A History Of Zombies

It may feel like zombies were cooked up in a Hollywood studio, considering how many T.V. shows and films are dedicated to their shuffling steps, infectious bites, and hunger for brains, but the idea of zombies goes back hundreds of years, with roots even darker than the darkest horror movie. In the 1800s, during the era of chattel slavery, the zombie (or "zombi," as it was spelled then) was born in Haiti, where Voodoo was a common religion. Among the enslaved Haitian population, tales began to arise of forced servitude even after death.
According to these tales, bokors, or necromancers, reanimated the bodies of the dead to force them to continue working, which was considered far worse than being stuck in the ground, as it gave no rest to the body and trapped the soul. It sounds farfetched, but there was some factual basis to this fear. There was even an article in the Haitian penal code outlawing the zombification of enslaved people, which read:
Also shall be qualified as attempted murder the employment which may be made by any person of substances which, without causing actual death, produce a lethargic coma more or less prolonged. If, after the administering of such substances, the person has been buried, the act shall be considered murder no matter what result follows.

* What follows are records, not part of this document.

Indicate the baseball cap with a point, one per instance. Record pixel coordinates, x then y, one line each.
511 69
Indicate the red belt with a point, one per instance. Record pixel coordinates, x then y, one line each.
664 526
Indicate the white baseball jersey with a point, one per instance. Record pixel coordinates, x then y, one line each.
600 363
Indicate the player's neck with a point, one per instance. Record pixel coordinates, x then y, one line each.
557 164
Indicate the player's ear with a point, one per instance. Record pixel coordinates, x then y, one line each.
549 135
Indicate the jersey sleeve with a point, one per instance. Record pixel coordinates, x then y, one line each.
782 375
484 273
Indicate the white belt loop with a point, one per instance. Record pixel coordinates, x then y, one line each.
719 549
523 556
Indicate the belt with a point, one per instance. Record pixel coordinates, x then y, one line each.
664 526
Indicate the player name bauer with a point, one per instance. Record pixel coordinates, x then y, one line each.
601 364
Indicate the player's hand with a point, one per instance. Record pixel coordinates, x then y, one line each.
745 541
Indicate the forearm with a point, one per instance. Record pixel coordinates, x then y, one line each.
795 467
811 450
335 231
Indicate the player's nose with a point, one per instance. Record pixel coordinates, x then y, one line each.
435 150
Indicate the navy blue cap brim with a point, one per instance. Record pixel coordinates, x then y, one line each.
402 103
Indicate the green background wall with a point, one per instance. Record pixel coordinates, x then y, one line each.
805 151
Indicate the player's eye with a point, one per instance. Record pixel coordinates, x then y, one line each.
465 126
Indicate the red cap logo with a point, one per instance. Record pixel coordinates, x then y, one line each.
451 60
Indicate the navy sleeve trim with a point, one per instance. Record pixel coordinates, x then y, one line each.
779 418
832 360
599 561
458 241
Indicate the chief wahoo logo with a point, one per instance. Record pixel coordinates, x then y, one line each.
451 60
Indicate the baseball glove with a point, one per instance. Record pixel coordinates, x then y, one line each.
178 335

It wasn't witchcraft, however, that was said to produce this "lethargic coma." Those who reported tales of zombies claimed drugs were fed to slaves which gave them the appearance of the walking dead, specifically the neurotoxin tetrodotoxin, found in poisonous fish. When combined with local psychedelic plants, it was believed to put a person in a paralytic state that resembled death, and when they awoke, they seemed to be trapped in a trance. It's possible, however, that this was simply a cultural belief stemming from the trauma of enslavement. There's no proof beyond witness accounts.

Regardless, the idea of reanimating the dead bled into the horror genre over the next centuries, from Mary Shelley's Frankenstein in 1818 to the 1932 Bela Legosi flick White Zombie. However, the most iconic version of the zombie, that of a decaying corpse with little on its mind beyond eating the flesh of the living, is largely attributed to the 1968 George A. Romero classic Night Of The Living Dead. Technically, the film is in the public domain and therefore legal to rip off as much as you want, enabling so many thereafter to do just that.